Step 1: Apply the rules of 1NF

  1. A table must contain only atomic attributes.
    • That means, if we have any composite attributes, break ‘em down!
    • e.g. Name becomes FirstName and LastName, Address gets split up into StreetAddress, City Province, PostalCode, etc.
  2. A table cannot contain any repeating groups of attributes.

    If a repeating group of attributes exists:
    1. Move the repeating group(s) of attributes to a new table.
    2. Duplicate the PK of the original table and place in the new table as a FK.
    3. Designate the cardinality of the relationship between the tables.
    4. Designate a PK for the new table.

Step 2: Apply the rules of 2NF

  1. All non-key attributes in a table must fully depend on the entire primary key of the table.

    A violation can only occur in a table with a composite primary key.

    • That means: if we don’t have a composite PK, we’re done with 2NF!

    A non-key attribute is fully dependent on a PK attribute if: for each value of the key attribute there can be one value for the non-key attribute.

    An attribute that violates 2NF is referred to as a partial dependency.

    • In other words: are there any attributes that rely on just part of the PK, rather than the combination of all the attributes in it?
    If a partial dependency exists:
    1. Move the partially dependent attribute(s) to a new table.
    2. Duplicate the part of the PK it’s dependent on, and place in new table as a PK (it’s now an FK in the original table).
    3. Designate the cardinality of the relationship between the tables.

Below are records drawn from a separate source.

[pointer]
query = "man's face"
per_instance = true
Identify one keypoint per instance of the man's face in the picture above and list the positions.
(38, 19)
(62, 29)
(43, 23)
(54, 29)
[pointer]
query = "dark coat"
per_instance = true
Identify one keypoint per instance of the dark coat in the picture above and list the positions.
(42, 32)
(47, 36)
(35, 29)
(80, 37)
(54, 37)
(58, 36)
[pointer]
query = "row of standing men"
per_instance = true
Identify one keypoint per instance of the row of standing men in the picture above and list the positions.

Step 3: Apply the rules of 3NF

  1. A non-key attribute cannot be fully dependent on another non-key attribute.

    A non-key attribute that is fully dependent on another non-key attribute is termed a transitive dependency.

    • In other words: is there a non-key attribute that depends on another non-key attribute, instead of depending on the PK?
    If a transitive dependency exists:
    1. Move the transitively dependent attribute(s) to a new table.
    2. Duplicate the non-key attribute it’s dependent on, and place in new table as PK (it’s now a FK in the original table).
    3. Designate the cardinality of the relationship between the tables.